Domani entrano in vigore le ultime ordinanze firmate dal ministro della Salute Roberto Speranza che hanno portato il Molise dalla zona rossa a quella arancione e la Sardegna sempre in zona arancione direttamente dalla zona bianca (ecco cosa cambia sull'Isola). Mentre la Campania resta ancora in zona rossa (qui l'indice Rt Italia e regione per regione).

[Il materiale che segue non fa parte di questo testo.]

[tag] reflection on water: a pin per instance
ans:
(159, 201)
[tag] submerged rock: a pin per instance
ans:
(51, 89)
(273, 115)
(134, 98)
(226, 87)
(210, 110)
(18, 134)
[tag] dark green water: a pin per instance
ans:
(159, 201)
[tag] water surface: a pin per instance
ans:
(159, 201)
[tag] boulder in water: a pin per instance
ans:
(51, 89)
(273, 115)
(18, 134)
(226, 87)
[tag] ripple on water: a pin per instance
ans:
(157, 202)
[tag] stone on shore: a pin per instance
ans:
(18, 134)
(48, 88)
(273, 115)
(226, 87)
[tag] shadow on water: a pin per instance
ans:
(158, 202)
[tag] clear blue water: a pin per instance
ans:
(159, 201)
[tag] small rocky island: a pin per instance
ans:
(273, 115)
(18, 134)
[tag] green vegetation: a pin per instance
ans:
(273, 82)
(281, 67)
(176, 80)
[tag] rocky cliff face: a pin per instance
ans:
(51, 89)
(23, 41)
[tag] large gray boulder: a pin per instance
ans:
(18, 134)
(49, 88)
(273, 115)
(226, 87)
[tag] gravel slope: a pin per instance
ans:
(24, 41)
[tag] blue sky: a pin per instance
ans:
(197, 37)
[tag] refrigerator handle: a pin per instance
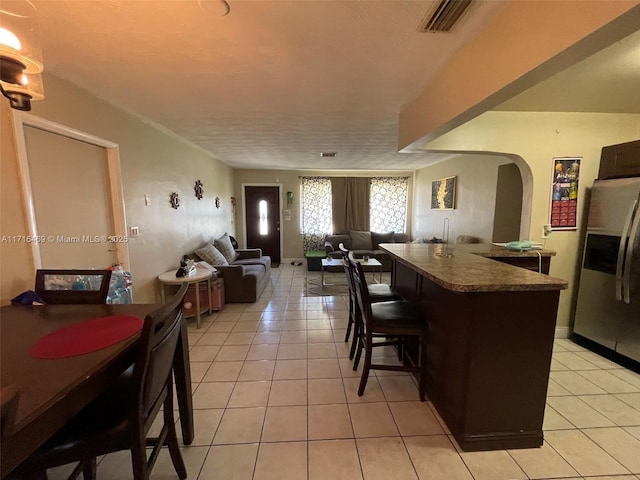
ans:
(626, 276)
(621, 251)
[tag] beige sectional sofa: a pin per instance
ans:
(364, 243)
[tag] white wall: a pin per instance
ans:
(152, 161)
(536, 138)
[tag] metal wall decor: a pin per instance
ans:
(175, 200)
(443, 194)
(198, 189)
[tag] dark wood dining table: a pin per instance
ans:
(53, 391)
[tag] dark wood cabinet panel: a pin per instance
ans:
(489, 359)
(618, 161)
(540, 265)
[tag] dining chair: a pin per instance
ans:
(120, 418)
(378, 292)
(68, 286)
(392, 323)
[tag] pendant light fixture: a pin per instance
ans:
(20, 54)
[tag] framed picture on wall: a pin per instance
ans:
(564, 193)
(443, 194)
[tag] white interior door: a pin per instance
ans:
(70, 188)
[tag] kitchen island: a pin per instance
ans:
(492, 326)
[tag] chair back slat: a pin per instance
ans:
(157, 349)
(73, 286)
(361, 291)
(9, 397)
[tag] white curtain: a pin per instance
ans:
(388, 204)
(315, 213)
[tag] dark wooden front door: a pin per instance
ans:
(263, 220)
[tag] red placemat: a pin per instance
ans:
(86, 336)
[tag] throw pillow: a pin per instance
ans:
(360, 240)
(211, 255)
(378, 238)
(226, 248)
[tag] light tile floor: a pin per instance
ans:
(275, 398)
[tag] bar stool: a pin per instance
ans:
(378, 292)
(396, 320)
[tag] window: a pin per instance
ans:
(315, 213)
(388, 204)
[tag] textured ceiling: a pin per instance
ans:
(272, 84)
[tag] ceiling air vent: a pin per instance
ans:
(444, 15)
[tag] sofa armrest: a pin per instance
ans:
(231, 273)
(249, 253)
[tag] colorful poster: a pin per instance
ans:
(564, 193)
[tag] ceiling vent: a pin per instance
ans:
(444, 15)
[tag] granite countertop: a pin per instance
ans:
(469, 267)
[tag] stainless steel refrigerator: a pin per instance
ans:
(608, 308)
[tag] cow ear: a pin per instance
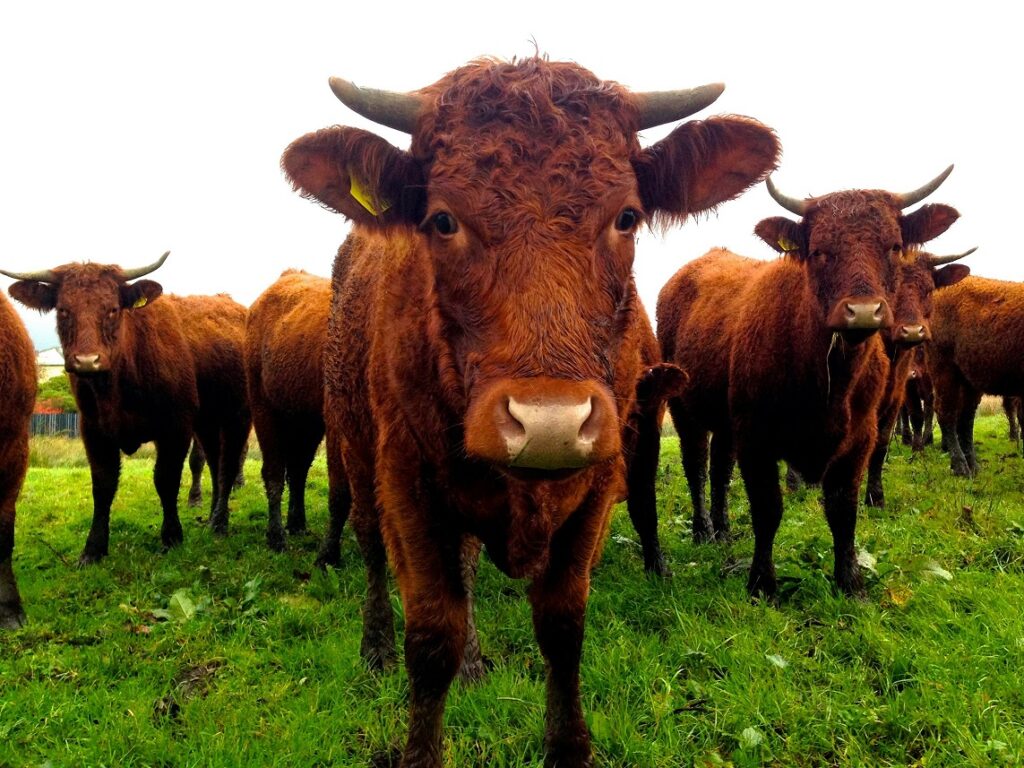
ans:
(705, 163)
(139, 293)
(35, 295)
(357, 174)
(927, 222)
(781, 233)
(950, 274)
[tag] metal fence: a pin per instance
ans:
(65, 425)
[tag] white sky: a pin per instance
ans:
(132, 128)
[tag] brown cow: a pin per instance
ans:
(145, 368)
(920, 276)
(483, 349)
(977, 346)
(17, 395)
(285, 337)
(806, 367)
(197, 462)
(918, 414)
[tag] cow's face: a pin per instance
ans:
(90, 301)
(524, 187)
(912, 309)
(852, 245)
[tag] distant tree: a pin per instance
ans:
(54, 395)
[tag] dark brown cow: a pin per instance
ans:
(483, 348)
(144, 368)
(920, 276)
(17, 395)
(285, 338)
(918, 414)
(977, 346)
(197, 462)
(806, 367)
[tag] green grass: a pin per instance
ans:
(221, 653)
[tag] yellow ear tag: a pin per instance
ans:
(364, 198)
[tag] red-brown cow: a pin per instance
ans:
(920, 276)
(285, 338)
(17, 395)
(1014, 409)
(806, 368)
(977, 346)
(483, 349)
(139, 373)
(197, 462)
(918, 414)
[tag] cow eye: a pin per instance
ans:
(627, 220)
(444, 224)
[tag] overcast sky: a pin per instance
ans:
(133, 128)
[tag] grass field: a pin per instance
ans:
(221, 653)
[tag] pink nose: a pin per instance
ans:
(543, 423)
(85, 364)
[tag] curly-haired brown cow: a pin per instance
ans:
(483, 349)
(977, 347)
(785, 361)
(145, 368)
(285, 338)
(17, 395)
(920, 276)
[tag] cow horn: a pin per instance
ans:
(908, 199)
(658, 108)
(793, 205)
(140, 270)
(43, 275)
(396, 111)
(933, 260)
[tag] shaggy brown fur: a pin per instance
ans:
(795, 387)
(977, 347)
(166, 368)
(17, 395)
(501, 271)
(285, 338)
(912, 308)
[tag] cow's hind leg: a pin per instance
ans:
(197, 460)
(760, 473)
(301, 457)
(13, 463)
(722, 462)
(641, 500)
(171, 453)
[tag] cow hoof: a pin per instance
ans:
(11, 617)
(88, 558)
(762, 583)
(329, 555)
(275, 540)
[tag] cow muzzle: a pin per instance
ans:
(860, 313)
(543, 424)
(85, 365)
(910, 334)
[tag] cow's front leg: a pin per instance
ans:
(171, 453)
(559, 601)
(104, 466)
(436, 611)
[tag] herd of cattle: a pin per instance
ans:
(484, 374)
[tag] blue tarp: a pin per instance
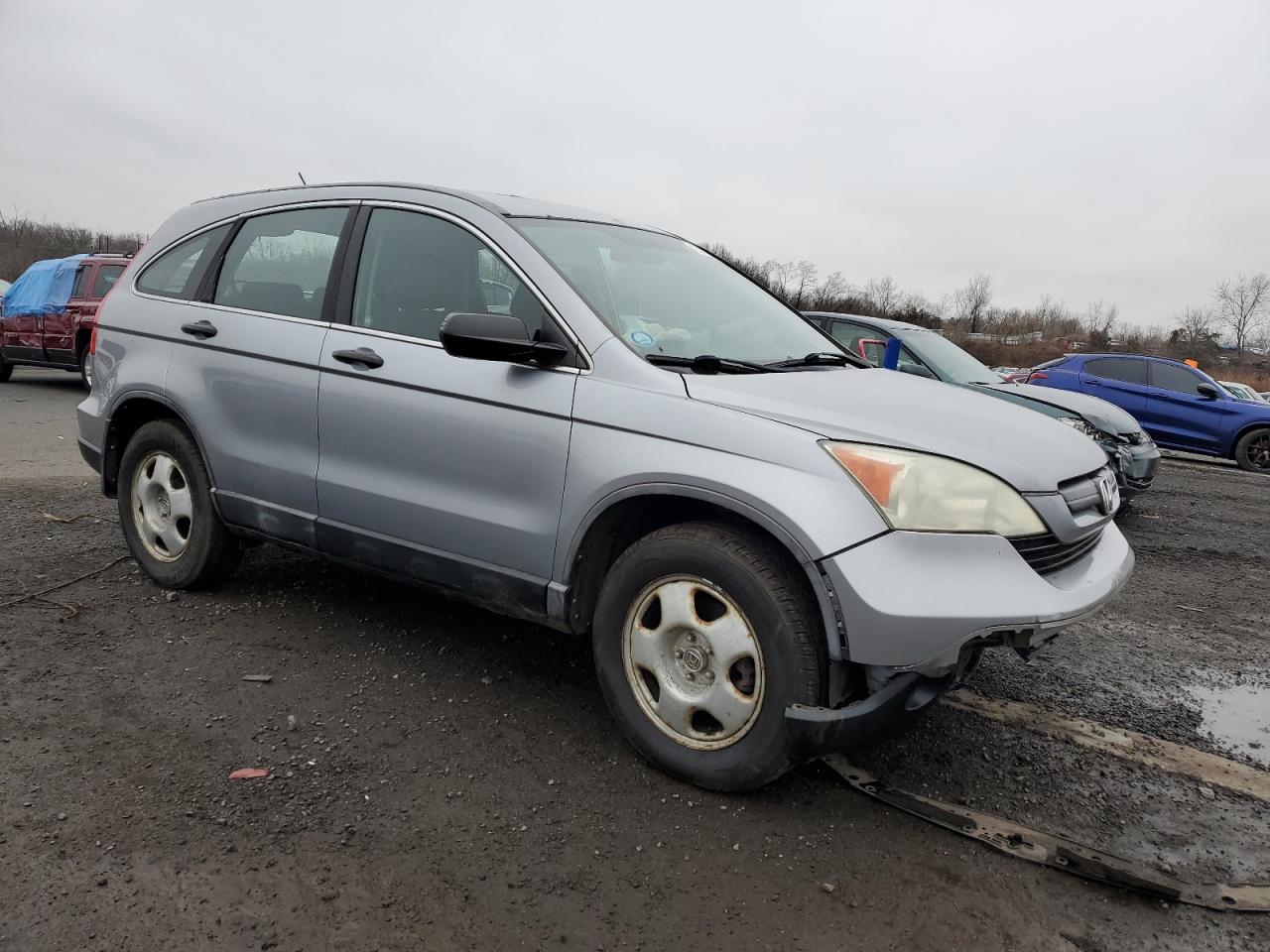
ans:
(44, 289)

L'ultimo decreto Draghi (qui il testo definitivo in Pdf) ha stabilito fra l'altro che spariscono fino al 6 aprile le zone gialle (che diventano automaticamente arancioni) mentre diventano automaticamente rosse quelle nelle quali l'incidenza settimanale è superiore a 250 casi ogni 100mila abitanti. Quindi da domani questa è la mappa d'Italia. Zona rossa: Campania, Emilia Romagna, Friuli Venezia Giulia, Lazio, Lombardia, Marche, PA Trento, Piemonte, Puglia, Veneto. Zona arancione: Abruzzo, Basilicata, Calabria, Liguria, PA Bolzano, Sicilia, Toscana, Umbria, Valle Aosta, Sardegna e Molise. Zona gialla:nessuna. Zona bianca: nessuna

Cosa si potrà fare nelle diverse regioni italiane? Qui vi spieghiamo le differenze tra le due zone.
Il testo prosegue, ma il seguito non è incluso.